Le mois de septembre 2024 est un tournant climatique en France. "En 20 ans, je n'ai jamais vu ça", jure Alexandre Ruech. Ces 30 jours sont devenus les plus pluvieux depuis 25 ans avec un excédent de près de 60% par rapport à la normale. Du 9 au 17 septembre, les températures ont parfois été jusqu'à 5°C inférieures à la normale.

Une météo aux conséquences désastreuses. L’année 2024 accentue déjà le déficit des exploitations agricoles. La Chambre d'agriculture d'Île-de-France l'estime entre 500 et 800 euros par hectare. Ce qui équivaut à plus de 83 000 euros par exploitation pour une ferme moyenne de 127 ha. 

Une politique au point mort

"On ne peut pas attribuer le problème de la météo à la politique, mais on fait face à un manque d'anticipation sur 20-30 ans. Depuis plus d'un an, je ne peux plus me projeter", s'inquiète Alexandre Rueche.

Avec le report du projet de loi agricole et la reprise des négociations sur le MERCOSUR, la FNSEA, syndicat dont il fait partie, appelle à une nouvelle mobilisation à la mi-novembre. "Je ne crois plus aux politiques de droite comme de gauche. Aucun des camps n'offre de stratégie. On a besoin d'une politique ambitieuse pour attirer des jeunes à reprendre les exploitations", assure l'agriculteur.

Il faut d'abord maintenir les exploitations bio existantes avant d'investir dans des aides à la conversion.

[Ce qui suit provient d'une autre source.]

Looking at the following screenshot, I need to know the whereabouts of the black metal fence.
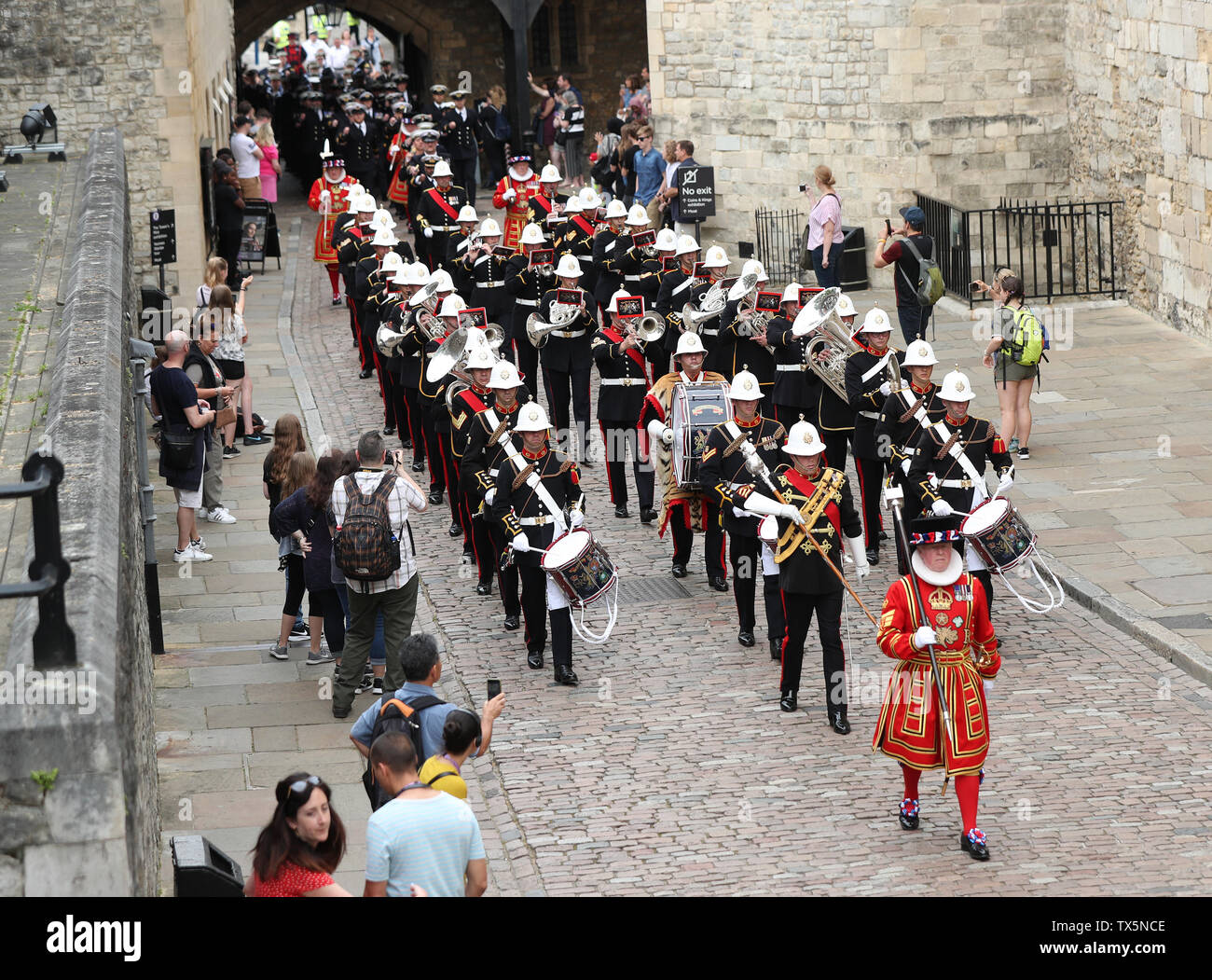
[754,207,807,283]
[916,193,1123,307]
[0,452,76,670]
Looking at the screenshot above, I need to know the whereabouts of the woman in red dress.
[243,773,351,899]
[307,141,358,306]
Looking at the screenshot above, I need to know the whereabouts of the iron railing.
[0,452,76,670]
[916,193,1123,308]
[754,207,807,283]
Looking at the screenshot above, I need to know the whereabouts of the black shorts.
[214,358,243,380]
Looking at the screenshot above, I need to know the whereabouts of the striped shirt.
[366,792,485,899]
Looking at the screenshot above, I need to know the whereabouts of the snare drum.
[960,497,1035,572]
[670,382,732,489]
[540,528,618,609]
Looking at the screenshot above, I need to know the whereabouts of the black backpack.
[363,694,453,810]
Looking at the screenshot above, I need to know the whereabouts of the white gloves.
[846,535,872,581]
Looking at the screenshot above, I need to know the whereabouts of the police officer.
[492,402,585,685]
[698,370,787,657]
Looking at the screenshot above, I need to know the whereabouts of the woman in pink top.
[254,118,282,204]
[243,773,349,899]
[805,164,843,287]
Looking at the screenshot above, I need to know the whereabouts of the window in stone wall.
[560,0,581,68]
[530,5,552,68]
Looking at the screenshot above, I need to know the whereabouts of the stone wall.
[1066,0,1212,338]
[647,0,1067,260]
[0,129,160,896]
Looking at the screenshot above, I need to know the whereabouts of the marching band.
[310,117,1052,860]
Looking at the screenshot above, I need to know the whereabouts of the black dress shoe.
[960,828,989,862]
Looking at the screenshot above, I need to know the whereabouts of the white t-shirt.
[231,132,261,181]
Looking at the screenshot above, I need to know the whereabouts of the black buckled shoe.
[960,827,989,862]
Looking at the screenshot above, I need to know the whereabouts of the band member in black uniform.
[449,339,497,596]
[908,371,1014,614]
[846,307,908,565]
[591,291,664,524]
[538,255,598,461]
[492,402,585,685]
[460,360,530,629]
[655,235,707,359]
[698,370,787,657]
[746,422,872,735]
[714,258,775,395]
[594,198,630,306]
[875,339,946,575]
[408,160,468,269]
[501,225,555,390]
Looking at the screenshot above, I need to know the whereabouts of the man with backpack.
[332,429,429,718]
[872,207,944,347]
[347,633,505,809]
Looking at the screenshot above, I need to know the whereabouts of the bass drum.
[670,382,732,490]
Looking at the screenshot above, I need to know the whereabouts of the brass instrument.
[526,291,585,350]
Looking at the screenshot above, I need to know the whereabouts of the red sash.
[602,326,649,380]
[425,186,458,225]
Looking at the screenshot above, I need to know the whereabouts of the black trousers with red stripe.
[779,588,846,711]
[517,565,572,667]
[853,456,884,548]
[669,501,726,578]
[598,420,655,509]
[489,523,521,616]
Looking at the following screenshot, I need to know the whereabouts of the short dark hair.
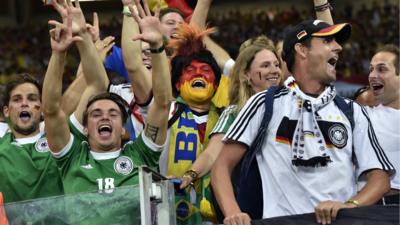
[376,44,400,75]
[171,50,221,97]
[3,73,42,106]
[282,37,312,73]
[82,92,129,126]
[158,7,185,21]
[351,85,369,101]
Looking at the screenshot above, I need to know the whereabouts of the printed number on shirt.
[97,177,115,193]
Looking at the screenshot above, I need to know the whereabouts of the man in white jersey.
[366,45,400,205]
[211,20,394,225]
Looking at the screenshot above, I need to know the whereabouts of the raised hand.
[94,36,115,62]
[48,13,82,52]
[128,0,163,47]
[52,0,87,34]
[86,12,100,43]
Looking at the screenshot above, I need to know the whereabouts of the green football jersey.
[0,132,63,202]
[56,119,162,194]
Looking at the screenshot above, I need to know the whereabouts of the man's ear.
[83,126,89,136]
[294,43,308,58]
[121,127,126,137]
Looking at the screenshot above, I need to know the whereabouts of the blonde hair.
[229,36,282,111]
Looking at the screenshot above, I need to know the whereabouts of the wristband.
[184,170,199,180]
[150,44,166,54]
[314,2,333,12]
[344,199,360,207]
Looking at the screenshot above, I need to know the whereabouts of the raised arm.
[121,0,151,103]
[42,6,81,153]
[314,0,333,25]
[190,0,231,72]
[68,0,109,123]
[129,0,172,145]
[61,36,115,115]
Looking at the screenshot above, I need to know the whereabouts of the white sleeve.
[353,103,395,177]
[223,91,266,146]
[222,59,235,77]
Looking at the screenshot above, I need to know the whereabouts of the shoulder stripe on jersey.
[227,91,266,140]
[361,107,394,170]
[213,108,229,132]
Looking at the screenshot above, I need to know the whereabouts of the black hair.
[82,92,129,126]
[3,73,42,106]
[171,50,221,97]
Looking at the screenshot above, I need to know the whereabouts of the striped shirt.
[223,88,394,218]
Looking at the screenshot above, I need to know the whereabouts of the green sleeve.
[124,133,163,168]
[210,105,237,137]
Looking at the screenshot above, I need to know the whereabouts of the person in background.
[363,45,400,205]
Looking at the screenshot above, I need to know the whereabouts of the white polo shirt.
[224,88,393,218]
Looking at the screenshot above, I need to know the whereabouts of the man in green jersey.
[0,74,63,203]
[43,1,172,194]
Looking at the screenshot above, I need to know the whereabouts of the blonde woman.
[181,36,282,188]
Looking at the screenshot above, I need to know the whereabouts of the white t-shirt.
[224,88,393,218]
[109,83,151,137]
[366,105,400,189]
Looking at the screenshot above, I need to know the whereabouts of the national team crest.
[35,137,50,153]
[114,156,133,175]
[328,123,348,148]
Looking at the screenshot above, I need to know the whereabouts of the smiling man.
[364,45,400,205]
[0,74,63,202]
[156,24,221,224]
[211,20,394,225]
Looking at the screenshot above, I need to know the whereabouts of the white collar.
[90,149,121,160]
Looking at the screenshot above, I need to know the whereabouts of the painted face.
[307,37,342,85]
[246,49,281,92]
[142,41,152,71]
[368,52,400,105]
[84,99,125,152]
[176,60,217,104]
[4,83,41,138]
[160,12,184,39]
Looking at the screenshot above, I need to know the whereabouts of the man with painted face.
[0,74,63,203]
[156,24,221,224]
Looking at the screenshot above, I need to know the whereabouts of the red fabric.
[0,192,8,225]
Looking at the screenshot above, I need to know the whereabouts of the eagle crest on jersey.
[328,123,348,148]
[35,137,50,153]
[114,156,134,175]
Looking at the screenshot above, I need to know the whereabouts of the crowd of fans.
[0,1,399,84]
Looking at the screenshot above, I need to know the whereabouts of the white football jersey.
[365,105,400,189]
[224,88,393,218]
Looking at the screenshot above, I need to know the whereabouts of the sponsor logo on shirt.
[35,138,50,153]
[114,156,133,175]
[81,164,93,169]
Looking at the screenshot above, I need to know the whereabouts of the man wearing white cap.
[211,20,394,225]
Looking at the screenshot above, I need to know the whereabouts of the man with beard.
[0,74,63,203]
[364,45,400,205]
[212,20,394,225]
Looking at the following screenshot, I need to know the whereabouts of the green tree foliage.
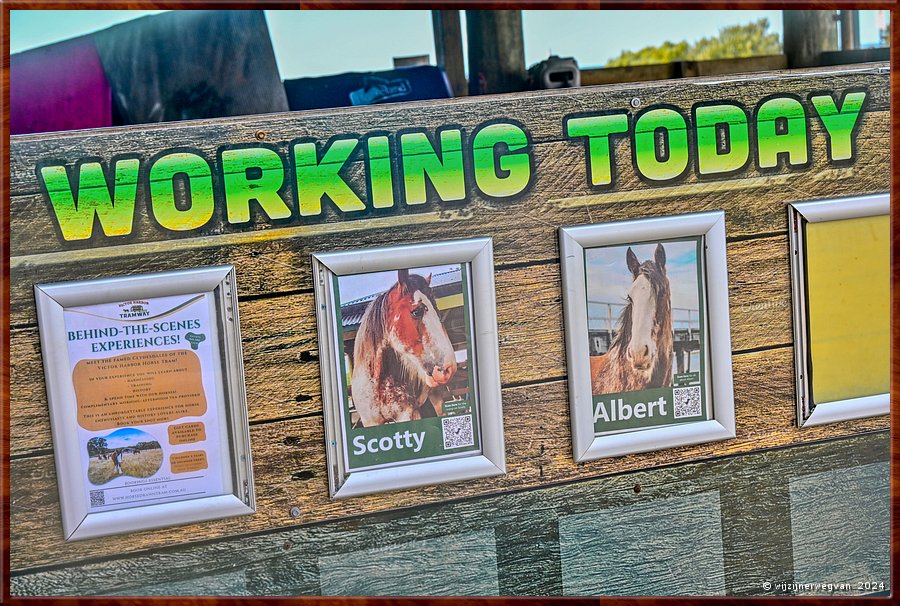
[605,18,781,67]
[88,438,106,457]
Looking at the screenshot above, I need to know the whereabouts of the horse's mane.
[353,274,437,382]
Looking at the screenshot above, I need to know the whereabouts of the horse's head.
[384,269,456,387]
[620,244,671,380]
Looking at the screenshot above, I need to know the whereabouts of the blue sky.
[585,242,700,309]
[10,10,877,79]
[96,427,156,448]
[338,263,459,305]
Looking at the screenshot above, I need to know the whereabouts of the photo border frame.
[34,265,256,541]
[787,193,891,427]
[311,238,506,499]
[559,211,736,463]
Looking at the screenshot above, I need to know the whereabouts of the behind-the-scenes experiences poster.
[333,263,481,471]
[584,236,711,436]
[64,293,231,513]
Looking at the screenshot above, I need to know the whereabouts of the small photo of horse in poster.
[338,264,471,427]
[585,238,706,433]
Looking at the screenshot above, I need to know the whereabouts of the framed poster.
[312,238,506,498]
[560,212,735,461]
[34,265,255,540]
[788,194,891,426]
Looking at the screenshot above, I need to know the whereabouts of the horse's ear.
[654,243,666,270]
[397,269,409,293]
[625,246,641,278]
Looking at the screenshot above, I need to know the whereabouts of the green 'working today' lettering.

Alexandre Rueche, exploitant d'une "grande culture" dans les Yvelines

Le manque de cohérence dénoncée peut s'illustrer à travers l'exemple du bio. Porte-parole de la Confédération paysanne, Daniel Evin s'alarme de "la baisse des aides aux bios alors que les prix s'effondrent". Alexandre Rueche, lui, dénonce des "aides à la conversion vers le bio alors qu'il faudrait déjà maintenir les exploitations existantes". Pour la première fois depuis deux décennies, la part de surfaces cultivées en bio a baissé en 2023. Une tendance qui "pourrait s'accentuer en 2024", alerte Daniel Evin qui demande également une "trajectoire pour sortir des pesticides".

Un ras-le-bol commun

Sur ce point, les agriculteurs s'accordent sur les lacunes de l'Etat. La "directive nitrate" enclenchée en septembre est "un casse-tête à interpréter" pour Alexandre Rueche qui dénonce une "politique schizophrénique" qui demande plus de "performances, de résilience et de qualité" mais qui éloignent les agriculteurs de leurs champs. "Les agriculteurs font face à toujours plus de paperasse, mais le résultat est le même depuis 25 ans ", relève Daniel Evin.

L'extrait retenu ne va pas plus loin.